What’s really interesting here is that doctors know this works. But they can’t explain how it works.

Brennan Spiegel is the member of staff here leading the trial. He knows that pain is reduced – on average – by about 25 percent. Here’s his theory on why:

“The simplest theory is that it’s just distraction?It’s like shining a bright light right into the brain and almost overwhelming it with signals so it runs interference with the brain. Because the brain is so immersed in the experience, it’s unable to simultaneously process the pain signals coming from the body.”

You may expect this equipment to be uber-expensive, but it is actually comprised of components that you can buy from electronics stores at a relatively affordable price. The trial is using Samsung cellphones which have, for the last few years, been VR ready. Paired with a Samsung VR headset (which costs about $100), what is marketed as a consumer device is now turning into a key medical tool.

The company working with Samsung and the hospital is call AppliedVR, based in Los Angeles. Its boss is Matthew Stoudt. In a terrifying example of how the brain can be hijacked, he takes me about 150 meters into the air up a virtual ledge along the side of a building. As the safety rail plunges to the ground, I’m left hovering precariously in the wind. As if that’s not bad enough, I’m then encouraged to step off the edge. I know it’s not real – it doesn’t look lifelike and is obviously a computer simulation, so I’m not going to plunge to my death – and yet, I just can’t do it.

Matthew explains why they don’t make it fully realistic: “The closer you get to reality, the more the person starts to notice the difference between reality and the virtual world and it breaks that cognitive load. So you’ve actually got to be more animated on that side, or spot on and use actual video.”

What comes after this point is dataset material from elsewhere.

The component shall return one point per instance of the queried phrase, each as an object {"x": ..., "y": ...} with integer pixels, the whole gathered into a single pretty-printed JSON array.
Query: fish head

One of the other issues that is raised about new strides forward in the medical world is the regulation. Some investors describe that as a roadblock. Though advocates of VR in health tech point out that it is much easier than drugs, because there is a simple fall-back: if it makes you feel nauseous, you just take it off.

But based on this trial, more and more patients are putting it on. And it’s helping them through the greatest traumas of their lives.